VB.NET - Nullable DateTime and Ternary Operator

陌路散爱 提交于 2019-11-28 10:11:43
Bob Mc

I will admit that I'm not an expert on this, but apparently it stems from two things:

  1. The If ternary operator can return only one type, in this case a date type, not a nullable date type
  2. The VB.Net Nothing value is not actually null but is equivalent to the default value of the specified type, in this case a date, not a nullable date. Hence the date minimum value.

I derived most of the information for this answer from this SO post: Ternary operator VB vs C#: why resolves to integer and not integer?

Hope this helps and that someone like Joel Coehoorn can shed more light on the subject.

Bob Mc is correct.

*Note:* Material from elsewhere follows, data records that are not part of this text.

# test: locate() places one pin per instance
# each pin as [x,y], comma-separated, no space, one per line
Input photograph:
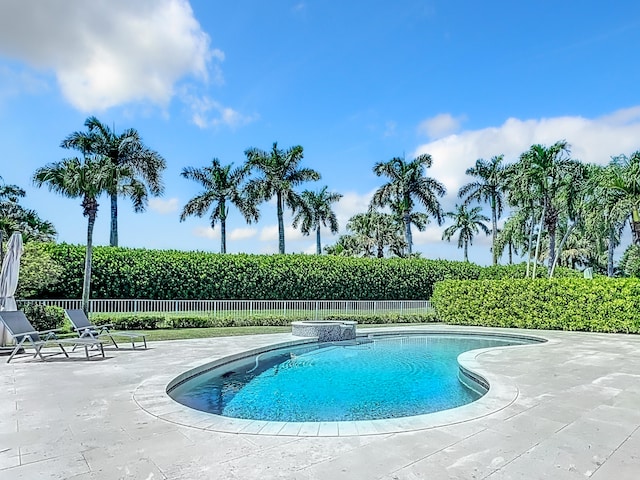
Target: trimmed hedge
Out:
[598,305]
[168,274]
[150,321]
[44,318]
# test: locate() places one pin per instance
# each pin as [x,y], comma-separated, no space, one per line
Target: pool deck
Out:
[566,409]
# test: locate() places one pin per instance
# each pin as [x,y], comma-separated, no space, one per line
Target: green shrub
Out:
[130,321]
[38,270]
[168,274]
[630,262]
[598,305]
[44,318]
[427,317]
[519,270]
[151,321]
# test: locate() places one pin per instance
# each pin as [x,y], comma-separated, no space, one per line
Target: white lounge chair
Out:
[25,335]
[86,329]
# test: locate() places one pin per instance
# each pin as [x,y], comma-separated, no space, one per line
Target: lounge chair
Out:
[24,334]
[86,329]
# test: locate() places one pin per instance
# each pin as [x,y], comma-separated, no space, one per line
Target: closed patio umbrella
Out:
[9,278]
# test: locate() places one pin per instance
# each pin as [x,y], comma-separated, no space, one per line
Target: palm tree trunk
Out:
[530,240]
[610,252]
[223,227]
[223,235]
[557,256]
[318,246]
[494,231]
[86,284]
[552,244]
[535,259]
[280,223]
[407,230]
[113,237]
[635,225]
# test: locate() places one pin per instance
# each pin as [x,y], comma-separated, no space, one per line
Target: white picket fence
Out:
[312,309]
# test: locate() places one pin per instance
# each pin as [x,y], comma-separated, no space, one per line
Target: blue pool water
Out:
[378,377]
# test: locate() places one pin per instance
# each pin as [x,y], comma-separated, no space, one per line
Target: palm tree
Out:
[278,173]
[315,211]
[376,231]
[221,185]
[408,184]
[144,165]
[551,170]
[86,179]
[14,217]
[626,181]
[513,235]
[610,202]
[488,188]
[468,223]
[523,193]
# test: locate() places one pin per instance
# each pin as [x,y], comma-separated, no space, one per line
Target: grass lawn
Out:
[185,333]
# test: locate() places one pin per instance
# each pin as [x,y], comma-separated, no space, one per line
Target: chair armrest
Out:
[49,334]
[105,325]
[50,331]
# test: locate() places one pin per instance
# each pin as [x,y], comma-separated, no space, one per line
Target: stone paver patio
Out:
[566,409]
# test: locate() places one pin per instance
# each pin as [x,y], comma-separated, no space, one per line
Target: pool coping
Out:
[151,395]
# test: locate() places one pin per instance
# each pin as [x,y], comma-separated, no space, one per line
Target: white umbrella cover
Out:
[9,278]
[9,273]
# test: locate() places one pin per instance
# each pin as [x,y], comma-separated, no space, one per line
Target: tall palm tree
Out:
[278,173]
[315,211]
[467,223]
[551,170]
[87,179]
[221,185]
[488,187]
[14,217]
[523,193]
[376,231]
[626,181]
[407,185]
[610,203]
[513,235]
[144,165]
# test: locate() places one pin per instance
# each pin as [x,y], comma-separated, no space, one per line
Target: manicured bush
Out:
[630,262]
[519,270]
[152,321]
[598,305]
[38,270]
[44,318]
[168,274]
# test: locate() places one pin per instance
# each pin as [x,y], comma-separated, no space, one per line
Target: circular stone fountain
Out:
[326,331]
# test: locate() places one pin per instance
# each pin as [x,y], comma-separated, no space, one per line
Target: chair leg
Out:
[63,350]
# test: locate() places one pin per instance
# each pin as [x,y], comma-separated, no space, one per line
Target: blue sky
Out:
[353,82]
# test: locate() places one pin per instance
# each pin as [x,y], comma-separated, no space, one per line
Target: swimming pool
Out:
[376,377]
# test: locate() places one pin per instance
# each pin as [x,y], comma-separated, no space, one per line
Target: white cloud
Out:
[206,232]
[163,207]
[592,140]
[242,233]
[109,52]
[440,125]
[390,129]
[14,82]
[350,204]
[270,233]
[432,234]
[206,113]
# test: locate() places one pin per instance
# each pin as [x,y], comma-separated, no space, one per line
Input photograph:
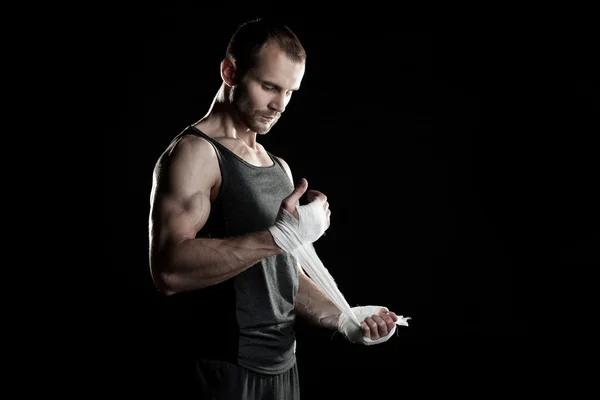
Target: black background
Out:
[459,164]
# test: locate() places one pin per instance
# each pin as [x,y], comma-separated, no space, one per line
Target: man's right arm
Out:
[180,205]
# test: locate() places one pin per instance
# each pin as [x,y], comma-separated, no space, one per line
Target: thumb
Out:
[299,190]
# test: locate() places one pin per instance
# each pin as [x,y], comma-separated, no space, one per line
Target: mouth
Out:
[267,118]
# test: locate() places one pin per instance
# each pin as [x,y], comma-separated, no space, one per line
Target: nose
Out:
[278,103]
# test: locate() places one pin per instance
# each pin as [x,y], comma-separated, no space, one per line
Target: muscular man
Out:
[216,193]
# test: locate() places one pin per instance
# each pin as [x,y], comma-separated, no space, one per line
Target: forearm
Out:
[314,305]
[198,263]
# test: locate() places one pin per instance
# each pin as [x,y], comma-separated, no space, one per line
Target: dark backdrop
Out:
[458,162]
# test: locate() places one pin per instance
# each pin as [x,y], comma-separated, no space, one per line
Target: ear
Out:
[228,72]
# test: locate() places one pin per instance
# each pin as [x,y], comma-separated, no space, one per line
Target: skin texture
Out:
[187,178]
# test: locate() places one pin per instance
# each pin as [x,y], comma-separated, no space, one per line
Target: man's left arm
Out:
[314,305]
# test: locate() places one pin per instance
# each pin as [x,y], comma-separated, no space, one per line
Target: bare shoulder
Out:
[286,167]
[189,157]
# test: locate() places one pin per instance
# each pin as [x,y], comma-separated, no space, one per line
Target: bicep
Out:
[182,183]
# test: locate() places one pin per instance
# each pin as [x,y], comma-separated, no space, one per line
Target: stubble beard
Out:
[250,117]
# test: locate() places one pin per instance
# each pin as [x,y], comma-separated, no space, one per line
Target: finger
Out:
[289,203]
[373,329]
[388,321]
[312,194]
[381,325]
[365,328]
[393,316]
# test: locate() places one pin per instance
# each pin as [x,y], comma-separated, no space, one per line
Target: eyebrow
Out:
[276,85]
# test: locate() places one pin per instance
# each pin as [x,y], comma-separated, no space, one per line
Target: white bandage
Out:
[296,236]
[348,327]
[290,233]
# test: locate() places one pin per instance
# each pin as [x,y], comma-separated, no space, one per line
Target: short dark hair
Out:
[251,36]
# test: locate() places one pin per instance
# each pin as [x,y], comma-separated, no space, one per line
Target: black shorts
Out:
[219,380]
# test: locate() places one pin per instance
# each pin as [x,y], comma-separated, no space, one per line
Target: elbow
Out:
[165,281]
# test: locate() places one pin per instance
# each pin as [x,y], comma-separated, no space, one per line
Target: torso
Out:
[257,157]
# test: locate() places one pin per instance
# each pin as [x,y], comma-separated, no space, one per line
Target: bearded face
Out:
[262,94]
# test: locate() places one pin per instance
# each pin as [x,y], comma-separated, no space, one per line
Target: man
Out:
[216,197]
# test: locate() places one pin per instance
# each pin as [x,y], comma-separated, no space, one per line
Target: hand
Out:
[289,203]
[379,325]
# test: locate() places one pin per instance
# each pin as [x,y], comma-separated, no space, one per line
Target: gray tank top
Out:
[249,319]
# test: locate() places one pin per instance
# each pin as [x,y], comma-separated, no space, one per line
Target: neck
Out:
[221,120]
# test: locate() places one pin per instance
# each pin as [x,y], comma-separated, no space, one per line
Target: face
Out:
[265,91]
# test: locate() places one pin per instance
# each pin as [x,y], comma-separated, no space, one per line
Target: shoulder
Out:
[285,166]
[187,152]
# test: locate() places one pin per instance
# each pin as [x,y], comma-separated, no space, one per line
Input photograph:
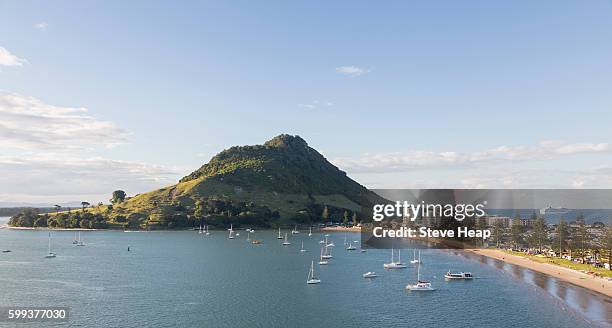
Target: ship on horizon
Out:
[554,210]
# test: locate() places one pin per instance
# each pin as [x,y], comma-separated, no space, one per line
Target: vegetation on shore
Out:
[574,245]
[283,181]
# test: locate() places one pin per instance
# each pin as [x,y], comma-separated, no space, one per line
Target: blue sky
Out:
[397,93]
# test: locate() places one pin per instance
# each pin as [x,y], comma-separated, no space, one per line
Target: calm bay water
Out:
[185,279]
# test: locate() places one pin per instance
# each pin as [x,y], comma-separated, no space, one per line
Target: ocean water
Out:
[185,279]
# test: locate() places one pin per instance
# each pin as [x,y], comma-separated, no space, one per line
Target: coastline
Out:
[46,228]
[342,229]
[574,277]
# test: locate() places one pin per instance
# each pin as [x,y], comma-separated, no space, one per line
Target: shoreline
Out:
[342,229]
[49,229]
[592,283]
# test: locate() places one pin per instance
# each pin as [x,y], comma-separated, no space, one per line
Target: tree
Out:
[582,238]
[498,232]
[562,236]
[118,196]
[539,235]
[516,231]
[325,214]
[607,245]
[84,205]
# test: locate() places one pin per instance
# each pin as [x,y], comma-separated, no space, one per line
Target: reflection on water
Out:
[592,305]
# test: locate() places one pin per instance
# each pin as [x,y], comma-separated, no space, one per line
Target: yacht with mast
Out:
[80,242]
[302,250]
[311,277]
[393,264]
[50,254]
[322,261]
[327,254]
[420,285]
[231,232]
[458,276]
[414,258]
[286,242]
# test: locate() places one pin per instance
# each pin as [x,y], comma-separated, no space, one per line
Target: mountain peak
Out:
[286,141]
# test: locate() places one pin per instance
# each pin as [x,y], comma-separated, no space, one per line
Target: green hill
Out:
[283,181]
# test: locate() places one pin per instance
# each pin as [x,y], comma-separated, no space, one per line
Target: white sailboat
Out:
[231,232]
[311,277]
[414,258]
[303,249]
[327,253]
[420,285]
[393,264]
[50,254]
[458,276]
[322,261]
[80,242]
[286,242]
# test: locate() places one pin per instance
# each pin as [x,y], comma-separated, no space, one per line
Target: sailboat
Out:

Pay extra attention to his second point - this isn't the case in C#.

What you need to do is force Nothing to a nullable DateTime by casting it as follows:

gauge.LastCalibrationDate = If(String.IsNullOrEmpty(LastCalibrationDateTextBox.Text), CType(Nothing, DateTime?), DateTime.Parse(LastCalibrationDateTextBox.Text))

Here is a snippet to demonstrate:

Dim myDate As DateTime?
' try with the empty string, then try with DateTime.Now.ToString '
Dim input = ""
myDate = If(String.IsNullOrEmpty(input), CType(Nothing, DateTime?), DateTime.Parse(input))
Console.WriteLine(myDate)

Instead of casting you can also declare a new nullable: New Nullable(Of DateTime) or New DateTime?(). The latter format looks a little odd but it's valid.